Vom Kirchturm aus

von Pfr. Alexander Bothe

Fastnacht

Ob in Lenzen oder Barenthin: Es gibt Karnevalsvereine in unserer Region, im protestantisch-nüchternen Brandenburg! Die Fünkchen tanzen, die Büttenrede wird gehalten, bis am Aschermittwoch alles vorbei ist.

Fastnacht: Die Nacht, bevor die Fastenzeit beginnt. Damit haben wir norddeutschen Protestanten eigentlich genauso wenig am Hut wie mit ausgelassenem Karneval. Aber wenn es dennoch Karnevalsvereine gibt, gibt es vielleicht doch den ein oder anderen Prignitzer, für den die Fastenzeit etwas bedeutet? Sowieso ist Fasten ein Modebegriff: Junge Menschen schwören aufs „Intervallfasten“. Wer den Begriff „Fasten“ googelt, findet unter der Überschrift „Richtig fasten“ den Hinweis: „Fasten ist längst mehr als ein religiöses Ritual – heute fasten zum Beispiel viele ihrer Gesundheit zuliebe.“ Na, da können doch jetzt mal die Christenmenschen selbstbewusst aus der Deckung gehen und sagen: Machen wir schon lange!

Zugegeben: Vom streng durchgeführten katholischen Fasten grenzen wir Protestanten uns dann doch lieber ab. Ein Fasten, das die Kirche ihren Mitgliedern auferlegt, passt nicht zu dem, was Jesus über das Fasten gesagt hat. Wenn ihr fastet, dann soll es niemand mitbekommen, sagte Jesus. Denn Fasten ist nur sinnvoll, wenn es eine persönliche Herzensangelegenheit ist zwischen dir und deinem Gott. Wenn du fastest, um vor anderen als Held des Verzichts dazustehen, dann ist dein Lohn dahin. Das heißt im Umkehrschluss: Fasten kann eine sinnvolle Sache sein, wenn es eine ganz persönliche, freiwillige Entscheidung ist, die jeder nur für sich selbst treffen kann.

„7 Wochen ohne“ heißt seit vielen Jahren eine Kampagne in der evangelischen Kirche, die zu einer Zeit freiwilligen Verzichts einlädt. Worauf möchte ich sieben Wochen lang bis Ostern mal verzichten – um es hinterher wieder besonders wertzuschätzen? Oder um zu spüren, dass es auch ohne geht? An welcher Stelle „übe“ ich mal Verzicht? Ja, verzichten ist nicht so einfach, das braucht Übung, und es ist ein schönes Gefühl, wenn das Training anschlägt und es mir immer leichter fällt, zum Beispiel auf Süßigkeiten zu verzichten. Oder auf Alkohol. Oder auf Fleisch. Oder aufs Fernsehen. Oder worauf auch immer. Und wenn ich andere leckere Sachen oder Getränke entdecke. Oder wieder Zeit für ein gutes Buch habe. Oder Zeit für die Bibel und das Gebet.

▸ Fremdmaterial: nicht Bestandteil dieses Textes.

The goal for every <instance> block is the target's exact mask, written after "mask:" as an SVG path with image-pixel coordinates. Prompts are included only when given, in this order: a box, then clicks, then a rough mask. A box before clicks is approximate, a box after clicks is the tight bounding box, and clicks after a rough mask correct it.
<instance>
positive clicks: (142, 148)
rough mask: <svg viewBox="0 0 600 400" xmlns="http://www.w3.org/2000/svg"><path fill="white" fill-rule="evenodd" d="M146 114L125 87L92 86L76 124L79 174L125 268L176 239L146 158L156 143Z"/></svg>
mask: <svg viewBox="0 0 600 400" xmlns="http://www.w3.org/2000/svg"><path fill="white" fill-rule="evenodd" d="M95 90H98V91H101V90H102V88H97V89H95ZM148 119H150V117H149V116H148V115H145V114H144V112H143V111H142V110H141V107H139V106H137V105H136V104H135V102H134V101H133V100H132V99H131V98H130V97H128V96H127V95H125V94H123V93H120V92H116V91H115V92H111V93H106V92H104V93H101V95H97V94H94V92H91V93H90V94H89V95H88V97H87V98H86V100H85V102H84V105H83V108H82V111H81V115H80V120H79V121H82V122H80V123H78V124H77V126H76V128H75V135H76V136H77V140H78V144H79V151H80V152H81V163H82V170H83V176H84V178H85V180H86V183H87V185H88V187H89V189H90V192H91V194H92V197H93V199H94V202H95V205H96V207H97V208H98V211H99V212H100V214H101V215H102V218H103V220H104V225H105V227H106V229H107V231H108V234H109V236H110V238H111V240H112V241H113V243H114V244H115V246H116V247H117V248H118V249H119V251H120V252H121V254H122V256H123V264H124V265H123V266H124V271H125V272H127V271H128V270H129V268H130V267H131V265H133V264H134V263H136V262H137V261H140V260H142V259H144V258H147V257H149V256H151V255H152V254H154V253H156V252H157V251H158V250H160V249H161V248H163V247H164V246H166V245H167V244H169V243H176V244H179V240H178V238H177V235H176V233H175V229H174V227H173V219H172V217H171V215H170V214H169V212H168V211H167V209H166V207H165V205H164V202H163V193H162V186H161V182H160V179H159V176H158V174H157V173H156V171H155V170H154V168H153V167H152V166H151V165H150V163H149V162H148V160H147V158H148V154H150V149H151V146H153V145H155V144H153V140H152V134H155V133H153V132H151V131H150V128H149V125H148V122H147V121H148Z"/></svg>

Eine sinnvolle Übung ist der freiwillige vorübergehende Verzicht allemal, denn weniger zu verbrauchen ist auf unserem gebeutelten Planeten das Gebot der Stunde. Man könnte das ja mal probieren.

Dann ist Aschermittwoch gar nicht alles vorbei, sondern es beginnt eine Zeit, in der sich Neues einüben lässt.